Everyone but everyone says misogynist crap sometimes. Just like everyone occasionally says racist crap and sizeist crap and heteronormative crap and pro-cis crap, and every other kind of crap. A lot of us fight the kyriarchy, and sometimes we lose. We lose in our own minds and in our own thoughts and without meaning to, and that's life. And getting sulky because "that's not what I meant!" is childish.

A couple of months ago, I was hanging out with Word and another friend, watching Veronica Mars. For some reason we got on the topic of Buffy -- yay, Buffy! And we started talking about the pilot that was first filmed but never aired, when the role of Willow was played by a different actress (Riff Regan). You can watch parts of it online, and I have. Regan is quite a bit taller than Sarah Michelle Gellar and the other female actresses on the show, and she's also rather heavier. They recast Willow after that pilot, and in the show she was played by Alyson Hannigan, who is about sixty pound soaking wet and spends the first two seasons looking like she's twelve.

We were talking about that, and I said, trying for irony "Of course they couldn't have a fat Willow," as in, wow, the producers have such a limited view of what women have to look like. Word gave me a Look.

That Look was an important thing. "Wow, I didn't mean that from my own point of view," I hastened to clarify. "I meant, that was what the producers were probably thinking." Word nodded, satisfied. Would it be appropriate for me to get pissed at her, because she should have known what I meant? Because she should have realized from my tone, or from her knowledge of me, or from some other superfluous piece of information, that I was joking and trying to point out hypocrisy in someone else? Of course not. I didn't mean to be playing into sizeist prejudices, but the fact remains that the words coming out of my mouth were exactly the same as the words that would come out of a sizeist bigot's mouth. And Word was absolutely right to call me on that, because if I had said that in a larger group? And someone hadn't gotten the irony, so clear in my mind, so unclear in my speech? There's me, justifying someone else's prejudice and labeling myself a problem.

You know what else? When I examined my thought processes, after that incident, I realized I have a hard time picturing Regan portraying Willow over the course of the series. Whatever, she didn't  portray Willow, it doesn't matter. But what does matter is that I can't quantify in my own mind how much of that difficulty I have, picturing this other actress playing this part, comes from a lack of imagination, how much comes from her being a very different type of actress and it being difficult to picture her responding to certain developments, how much from other innocent concerns -- and how much comes from my own sizeist prejudices, the ones I didn't think I had.
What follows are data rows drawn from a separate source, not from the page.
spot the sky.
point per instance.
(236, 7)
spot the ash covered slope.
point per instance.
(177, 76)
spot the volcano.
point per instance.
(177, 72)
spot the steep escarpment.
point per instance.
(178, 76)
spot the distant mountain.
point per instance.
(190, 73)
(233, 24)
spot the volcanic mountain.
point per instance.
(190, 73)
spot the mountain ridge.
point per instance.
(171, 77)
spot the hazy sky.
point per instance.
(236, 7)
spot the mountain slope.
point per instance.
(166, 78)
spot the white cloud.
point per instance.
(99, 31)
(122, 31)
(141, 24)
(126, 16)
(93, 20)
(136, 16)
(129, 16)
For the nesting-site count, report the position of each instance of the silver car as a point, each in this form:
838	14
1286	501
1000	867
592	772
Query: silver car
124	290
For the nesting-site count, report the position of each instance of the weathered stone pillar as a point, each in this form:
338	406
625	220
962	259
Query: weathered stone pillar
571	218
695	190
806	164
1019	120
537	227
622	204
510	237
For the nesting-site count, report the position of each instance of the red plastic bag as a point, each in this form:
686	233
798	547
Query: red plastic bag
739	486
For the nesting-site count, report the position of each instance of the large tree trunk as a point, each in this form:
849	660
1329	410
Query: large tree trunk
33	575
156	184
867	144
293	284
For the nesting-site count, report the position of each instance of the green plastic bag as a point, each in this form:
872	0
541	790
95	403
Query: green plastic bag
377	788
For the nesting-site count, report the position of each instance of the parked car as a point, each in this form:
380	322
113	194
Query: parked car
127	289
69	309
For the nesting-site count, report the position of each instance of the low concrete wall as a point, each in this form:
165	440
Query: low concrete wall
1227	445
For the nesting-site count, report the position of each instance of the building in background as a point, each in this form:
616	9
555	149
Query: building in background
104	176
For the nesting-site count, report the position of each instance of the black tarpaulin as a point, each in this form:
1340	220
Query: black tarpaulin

I didn't mean to send this post off on a tangent, but what I'm trying to say is that Stephen Fry making a mistake is not the problem. Okay, it's not ideal, but his mistake wouldn't have to stand alone and piss people (like for example me) off, if he had taken the mistake and used it as a way to educate himself and others. (You know who did that? Emma Thompson. She's a friend of Roman Polanski, and she signed the petition asking to get him off the charge. A group of students -- from my university, which is awesome -- were like, dude, Emma, you look like you're trying to defend child rape. She took her name off the petition when that was pointed out, and made a statement explaining why. That? Was an awesome response.)

It's not about never making a mistake. It's not about trying to over explain everything, so that you can never be misinterpreted. It's about how you react when someone points out to you that something you said sounds douchey. It's about how you express your frustration when you are misinterpreted. (Or hey, owning your remarks, if you weren't misinterpreted.) It's about having respect for the people who respect you.